Speaking at a UBS Investment Bank conference in New York City, Farrell said that THQ's current licensing deal gives them the rights to develop games based upon four Pixar films.
THQ has developed games based upon Pixar films such as Finding Nemo, The Incredibles, and Cars under an agreement that first began in 2002. The current agreement was signed in 2004, before the merger between Disney and Pixar.
Ratatouille, released this year, was the first film covered under the current agreement; Wall-E, coming to theaters in 2008, will be the second.

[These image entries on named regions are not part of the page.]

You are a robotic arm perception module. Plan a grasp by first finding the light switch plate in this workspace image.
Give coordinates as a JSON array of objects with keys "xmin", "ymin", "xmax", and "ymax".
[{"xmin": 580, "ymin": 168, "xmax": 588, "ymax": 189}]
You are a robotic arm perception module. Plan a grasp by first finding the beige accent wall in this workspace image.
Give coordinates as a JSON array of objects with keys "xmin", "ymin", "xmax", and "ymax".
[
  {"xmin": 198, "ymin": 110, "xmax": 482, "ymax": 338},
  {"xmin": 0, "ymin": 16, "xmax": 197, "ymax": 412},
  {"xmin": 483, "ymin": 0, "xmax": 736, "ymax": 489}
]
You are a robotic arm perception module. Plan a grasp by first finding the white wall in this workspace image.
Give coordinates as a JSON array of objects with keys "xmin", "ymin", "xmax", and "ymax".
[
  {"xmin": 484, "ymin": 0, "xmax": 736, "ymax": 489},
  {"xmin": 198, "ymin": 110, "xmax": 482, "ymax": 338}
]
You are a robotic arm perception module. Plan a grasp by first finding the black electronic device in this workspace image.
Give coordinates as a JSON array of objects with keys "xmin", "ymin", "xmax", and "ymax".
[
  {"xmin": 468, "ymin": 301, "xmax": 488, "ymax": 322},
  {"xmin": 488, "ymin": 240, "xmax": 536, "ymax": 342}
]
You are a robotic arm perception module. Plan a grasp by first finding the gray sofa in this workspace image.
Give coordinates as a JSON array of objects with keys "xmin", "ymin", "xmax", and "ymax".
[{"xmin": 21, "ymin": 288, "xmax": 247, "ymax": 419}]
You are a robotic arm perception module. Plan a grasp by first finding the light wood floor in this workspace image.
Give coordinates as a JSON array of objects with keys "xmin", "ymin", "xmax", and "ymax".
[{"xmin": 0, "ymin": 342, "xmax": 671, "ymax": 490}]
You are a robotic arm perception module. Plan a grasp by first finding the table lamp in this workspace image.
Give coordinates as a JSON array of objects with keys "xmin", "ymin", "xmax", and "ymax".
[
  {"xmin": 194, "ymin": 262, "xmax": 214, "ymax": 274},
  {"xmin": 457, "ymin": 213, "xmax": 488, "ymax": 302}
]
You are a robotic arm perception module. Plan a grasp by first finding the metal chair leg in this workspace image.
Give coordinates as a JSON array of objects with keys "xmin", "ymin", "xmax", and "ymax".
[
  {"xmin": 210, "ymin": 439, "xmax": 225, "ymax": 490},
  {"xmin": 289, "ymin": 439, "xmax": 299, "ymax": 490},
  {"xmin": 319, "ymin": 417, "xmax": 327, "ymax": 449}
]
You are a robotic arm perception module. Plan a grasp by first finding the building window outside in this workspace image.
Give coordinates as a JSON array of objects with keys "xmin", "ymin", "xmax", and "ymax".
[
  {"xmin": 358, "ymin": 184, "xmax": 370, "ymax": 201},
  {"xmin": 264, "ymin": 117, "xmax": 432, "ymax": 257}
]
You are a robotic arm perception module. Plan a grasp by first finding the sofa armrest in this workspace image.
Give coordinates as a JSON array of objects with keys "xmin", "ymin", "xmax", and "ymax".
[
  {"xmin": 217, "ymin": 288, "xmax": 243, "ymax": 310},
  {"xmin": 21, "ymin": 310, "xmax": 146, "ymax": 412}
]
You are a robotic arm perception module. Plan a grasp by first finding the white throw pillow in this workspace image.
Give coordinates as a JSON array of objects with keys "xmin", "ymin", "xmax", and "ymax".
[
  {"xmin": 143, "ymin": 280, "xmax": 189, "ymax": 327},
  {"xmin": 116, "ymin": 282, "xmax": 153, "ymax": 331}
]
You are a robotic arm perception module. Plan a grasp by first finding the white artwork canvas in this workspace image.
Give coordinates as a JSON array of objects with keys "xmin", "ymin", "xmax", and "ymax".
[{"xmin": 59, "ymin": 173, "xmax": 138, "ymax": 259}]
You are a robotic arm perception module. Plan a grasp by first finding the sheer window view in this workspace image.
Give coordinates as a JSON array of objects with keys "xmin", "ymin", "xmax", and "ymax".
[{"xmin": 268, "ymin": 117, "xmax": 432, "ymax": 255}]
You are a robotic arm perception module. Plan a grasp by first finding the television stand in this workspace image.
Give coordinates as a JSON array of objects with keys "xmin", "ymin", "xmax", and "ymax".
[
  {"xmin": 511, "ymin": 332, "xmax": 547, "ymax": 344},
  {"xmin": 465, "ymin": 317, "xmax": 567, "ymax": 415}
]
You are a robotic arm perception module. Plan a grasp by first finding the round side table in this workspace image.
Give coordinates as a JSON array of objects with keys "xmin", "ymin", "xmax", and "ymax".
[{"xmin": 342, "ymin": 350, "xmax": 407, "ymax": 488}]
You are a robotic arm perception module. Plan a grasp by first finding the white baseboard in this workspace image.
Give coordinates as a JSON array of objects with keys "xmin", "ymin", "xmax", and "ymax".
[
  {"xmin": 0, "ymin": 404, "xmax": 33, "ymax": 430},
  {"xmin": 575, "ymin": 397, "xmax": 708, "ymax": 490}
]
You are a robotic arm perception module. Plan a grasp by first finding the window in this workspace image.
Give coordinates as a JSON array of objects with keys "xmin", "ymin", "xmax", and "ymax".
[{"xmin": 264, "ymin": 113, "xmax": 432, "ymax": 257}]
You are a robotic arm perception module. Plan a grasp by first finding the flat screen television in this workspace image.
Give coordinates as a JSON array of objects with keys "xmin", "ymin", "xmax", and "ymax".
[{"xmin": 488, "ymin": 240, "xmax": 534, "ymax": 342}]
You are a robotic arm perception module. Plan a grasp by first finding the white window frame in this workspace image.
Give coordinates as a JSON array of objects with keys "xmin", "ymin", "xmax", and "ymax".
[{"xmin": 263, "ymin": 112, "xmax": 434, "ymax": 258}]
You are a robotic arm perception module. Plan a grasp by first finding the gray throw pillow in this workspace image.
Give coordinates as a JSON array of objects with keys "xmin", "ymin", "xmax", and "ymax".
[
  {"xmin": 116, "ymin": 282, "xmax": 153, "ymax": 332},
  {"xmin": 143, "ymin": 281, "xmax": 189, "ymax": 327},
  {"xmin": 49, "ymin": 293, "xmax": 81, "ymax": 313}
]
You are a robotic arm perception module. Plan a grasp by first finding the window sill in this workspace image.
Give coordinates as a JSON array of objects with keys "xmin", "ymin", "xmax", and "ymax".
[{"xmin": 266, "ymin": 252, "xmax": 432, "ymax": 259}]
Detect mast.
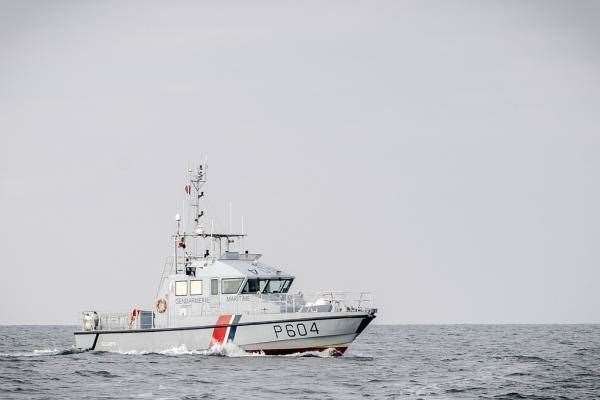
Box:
[173,162,246,273]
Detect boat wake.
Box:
[0,342,339,358]
[117,342,340,358]
[0,347,87,358]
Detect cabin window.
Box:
[175,281,187,296]
[281,279,293,293]
[221,278,244,294]
[265,279,285,293]
[242,279,260,293]
[190,281,202,296]
[242,279,292,293]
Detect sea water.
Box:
[0,325,600,400]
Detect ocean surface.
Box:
[0,325,600,400]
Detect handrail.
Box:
[81,290,373,330]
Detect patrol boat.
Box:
[75,163,377,355]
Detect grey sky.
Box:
[0,1,600,323]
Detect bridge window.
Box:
[190,281,202,296]
[175,281,187,296]
[221,278,244,294]
[242,279,292,293]
[242,279,260,293]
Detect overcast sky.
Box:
[0,1,600,324]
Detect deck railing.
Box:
[81,291,373,331]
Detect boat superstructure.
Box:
[75,163,377,354]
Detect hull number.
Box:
[273,322,319,339]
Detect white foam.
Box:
[0,347,82,357]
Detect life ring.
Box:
[154,299,167,314]
[127,307,140,328]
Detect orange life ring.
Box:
[154,299,167,314]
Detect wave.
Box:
[116,342,340,358]
[0,347,87,357]
[115,342,264,357]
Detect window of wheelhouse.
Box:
[242,278,293,293]
[221,278,244,294]
[190,280,202,296]
[175,281,187,296]
[210,279,219,295]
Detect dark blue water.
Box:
[0,325,600,400]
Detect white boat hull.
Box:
[75,312,375,354]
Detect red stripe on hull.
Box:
[247,347,348,357]
[210,314,231,346]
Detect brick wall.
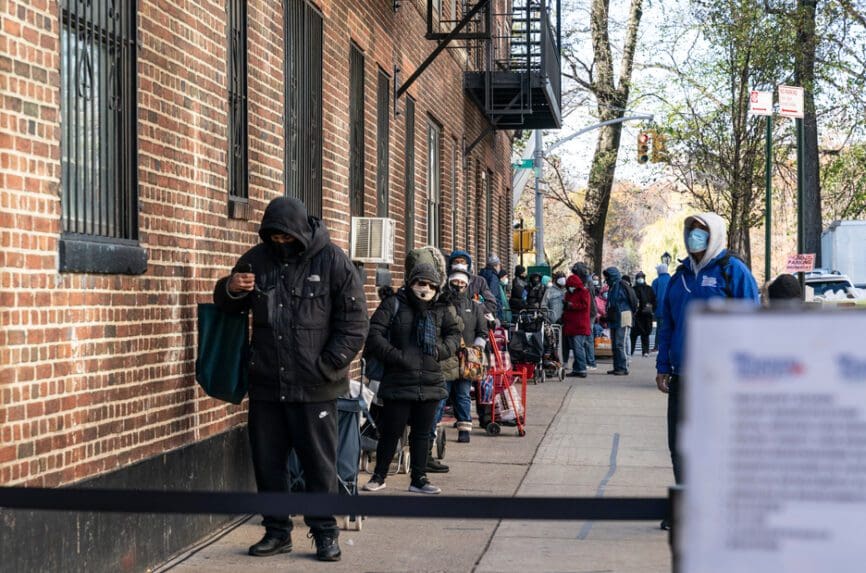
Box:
[0,0,511,486]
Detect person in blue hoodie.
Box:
[656,213,759,528]
[602,267,637,376]
[652,262,671,351]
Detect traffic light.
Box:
[650,131,668,163]
[637,131,649,165]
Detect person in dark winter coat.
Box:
[498,269,511,325]
[603,267,637,376]
[470,253,502,321]
[526,273,544,308]
[508,265,526,310]
[364,263,462,494]
[631,271,656,356]
[571,263,600,370]
[448,250,499,320]
[652,263,671,350]
[433,271,488,446]
[213,197,368,561]
[562,275,592,378]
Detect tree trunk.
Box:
[794,0,823,255]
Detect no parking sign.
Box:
[677,309,866,573]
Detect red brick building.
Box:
[0,0,558,571]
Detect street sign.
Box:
[779,86,803,118]
[749,90,773,115]
[511,159,535,169]
[785,253,815,273]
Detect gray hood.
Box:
[683,213,728,274]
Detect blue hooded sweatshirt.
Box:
[656,213,759,374]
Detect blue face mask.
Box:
[686,229,710,253]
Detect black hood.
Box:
[259,197,330,257]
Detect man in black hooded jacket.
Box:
[214,197,369,561]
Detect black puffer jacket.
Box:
[366,288,462,401]
[214,197,369,402]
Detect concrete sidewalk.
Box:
[155,358,672,573]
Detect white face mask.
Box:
[412,285,436,302]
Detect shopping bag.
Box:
[457,346,487,382]
[195,303,249,404]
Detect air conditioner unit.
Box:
[351,217,397,265]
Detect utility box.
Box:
[821,221,866,285]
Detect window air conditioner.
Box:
[351,217,397,265]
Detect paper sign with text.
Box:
[676,309,866,573]
[785,253,815,273]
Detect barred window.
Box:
[427,120,442,247]
[284,0,322,217]
[405,96,415,251]
[60,0,146,274]
[226,0,249,214]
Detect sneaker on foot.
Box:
[364,474,385,491]
[409,477,442,494]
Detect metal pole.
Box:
[764,115,773,281]
[535,129,545,265]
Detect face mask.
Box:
[686,229,710,253]
[412,285,436,302]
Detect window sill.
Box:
[59,233,147,275]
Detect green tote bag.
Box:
[195,303,250,404]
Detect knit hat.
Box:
[406,263,442,289]
[448,271,469,285]
[767,274,803,301]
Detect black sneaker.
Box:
[307,531,343,561]
[248,533,292,557]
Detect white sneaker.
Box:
[409,479,442,494]
[364,475,385,491]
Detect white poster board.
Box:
[676,310,866,573]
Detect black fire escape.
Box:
[394,0,562,152]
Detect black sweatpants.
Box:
[668,374,683,485]
[374,400,439,482]
[249,400,338,538]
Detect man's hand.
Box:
[229,273,256,293]
[656,374,671,394]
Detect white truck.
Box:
[821,221,866,288]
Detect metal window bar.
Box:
[60,0,138,240]
[226,0,249,199]
[284,0,322,217]
[404,97,415,248]
[376,68,391,217]
[349,43,366,217]
[427,120,442,247]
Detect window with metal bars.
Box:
[376,68,391,217]
[405,96,415,251]
[283,0,322,217]
[59,0,147,274]
[226,0,249,218]
[427,120,442,247]
[349,43,366,217]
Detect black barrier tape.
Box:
[0,487,669,521]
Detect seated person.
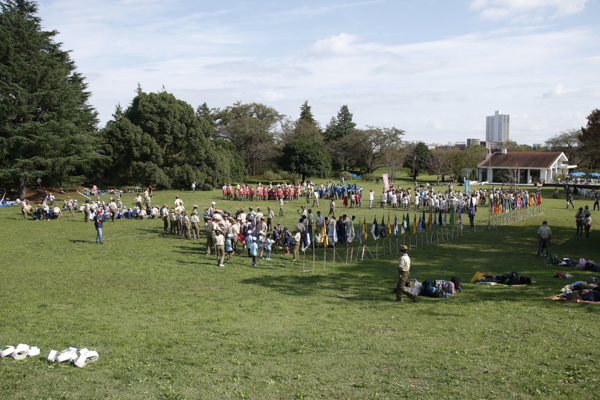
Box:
[52,205,62,219]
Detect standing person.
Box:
[267,206,275,231]
[225,233,233,260]
[190,206,200,240]
[206,219,216,256]
[248,236,258,267]
[21,200,31,221]
[94,213,103,244]
[265,233,275,260]
[181,211,191,239]
[279,197,284,217]
[583,206,592,239]
[292,226,302,262]
[583,214,592,239]
[215,228,225,267]
[327,197,335,217]
[65,196,75,217]
[160,203,169,233]
[396,246,417,303]
[567,193,575,210]
[575,207,585,235]
[537,221,552,257]
[83,200,92,222]
[108,197,117,222]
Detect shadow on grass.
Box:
[241,225,600,302]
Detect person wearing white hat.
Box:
[225,233,233,260]
[248,236,258,267]
[257,231,266,260]
[215,228,225,267]
[396,246,417,302]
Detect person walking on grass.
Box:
[537,221,552,257]
[248,236,258,268]
[396,246,417,303]
[94,213,103,244]
[567,193,575,210]
[575,207,585,235]
[215,229,225,267]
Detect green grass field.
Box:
[0,179,600,399]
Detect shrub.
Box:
[338,171,352,181]
[263,170,281,182]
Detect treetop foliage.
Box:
[0,0,102,197]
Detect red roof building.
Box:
[477,150,577,184]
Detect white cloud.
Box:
[470,0,589,22]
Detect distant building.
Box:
[485,111,510,143]
[477,150,577,184]
[467,139,481,147]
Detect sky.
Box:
[38,0,600,144]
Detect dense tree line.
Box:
[0,0,600,197]
[546,109,600,171]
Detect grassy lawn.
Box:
[0,178,600,399]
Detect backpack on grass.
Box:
[421,279,435,297]
[450,276,462,292]
[502,272,521,285]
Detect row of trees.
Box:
[0,0,600,197]
[545,109,600,171]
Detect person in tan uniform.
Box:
[215,228,225,267]
[181,211,190,239]
[83,200,91,222]
[292,226,302,262]
[206,219,217,256]
[108,197,118,222]
[65,196,75,218]
[190,206,200,240]
[21,200,31,221]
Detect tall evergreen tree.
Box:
[0,0,103,198]
[325,105,356,141]
[102,89,246,190]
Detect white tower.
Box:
[485,111,510,143]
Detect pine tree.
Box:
[0,0,103,199]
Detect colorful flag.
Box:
[302,229,310,251]
[346,221,356,244]
[371,218,379,241]
[321,225,329,247]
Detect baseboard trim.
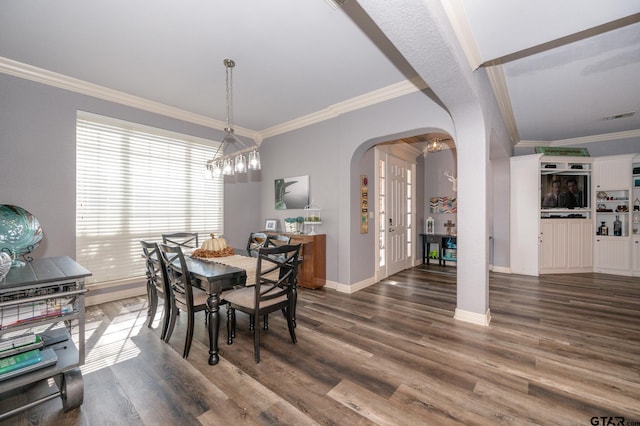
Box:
[335,277,377,294]
[489,265,511,274]
[453,308,491,327]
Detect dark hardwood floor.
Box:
[0,265,640,425]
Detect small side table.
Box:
[420,234,444,265]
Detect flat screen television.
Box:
[540,172,591,209]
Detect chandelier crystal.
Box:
[205,59,262,179]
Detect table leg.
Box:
[207,293,220,365]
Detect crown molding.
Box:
[516,130,640,148]
[260,77,428,138]
[0,56,428,145]
[485,65,520,144]
[442,0,483,71]
[0,56,262,141]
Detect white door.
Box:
[386,156,409,275]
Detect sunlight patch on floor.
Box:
[76,304,149,374]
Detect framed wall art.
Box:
[274,176,309,210]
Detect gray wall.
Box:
[0,74,241,257]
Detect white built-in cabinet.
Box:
[593,154,634,275]
[629,155,640,277]
[631,234,640,277]
[510,154,640,276]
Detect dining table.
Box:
[185,256,247,365]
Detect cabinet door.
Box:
[540,219,568,273]
[566,219,593,269]
[631,235,640,276]
[593,157,631,192]
[593,236,631,274]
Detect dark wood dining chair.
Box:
[247,232,267,257]
[158,244,207,358]
[224,244,300,363]
[162,232,200,250]
[140,241,172,340]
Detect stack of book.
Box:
[0,334,57,380]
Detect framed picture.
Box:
[264,219,278,231]
[274,176,309,210]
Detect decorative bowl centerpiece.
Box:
[0,204,42,266]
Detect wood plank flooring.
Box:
[0,265,640,425]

The deal will also cover two as-yet-unnamed Disney/Pixar films to be released in 2009 and 2011.
Farrell said that THQ never had any rights to Toy Story 3, so it wasn't surprising that Disney has decided to develop the videogames internally. The film itself is currently scheduled for a 2010 release.
Because the current licensing agreement gives the company the rights (and time) to develop videogame sequels, such as the recently released Cars: Maternational, THQ can make games based upon Disney/Pixar properties through 2014. After that, however, their working relationship is uncertain.
Farrell noted, however, that THQ has some visibility in the long-term plans of Disney/Pixar.
"Intellectual properties come and go in this business," he said. "We have to plan as if those aren't going to happen, but certainly we will work aggressively with Disney as we will with everyone else in the IP business to try and get key franchises."
To Farrell, whether or not THQ develops Disney/Pixar properties in the future depends upon how successful Disney is on its own.
"It is really a better question for Disney," he said. "Are they satisfied with what they are doing with their internal group?"
In fiscal 2007, over 80 per cent of THQ's revenue came from licensed properties, although the company is working to increase the percentage of owned IP.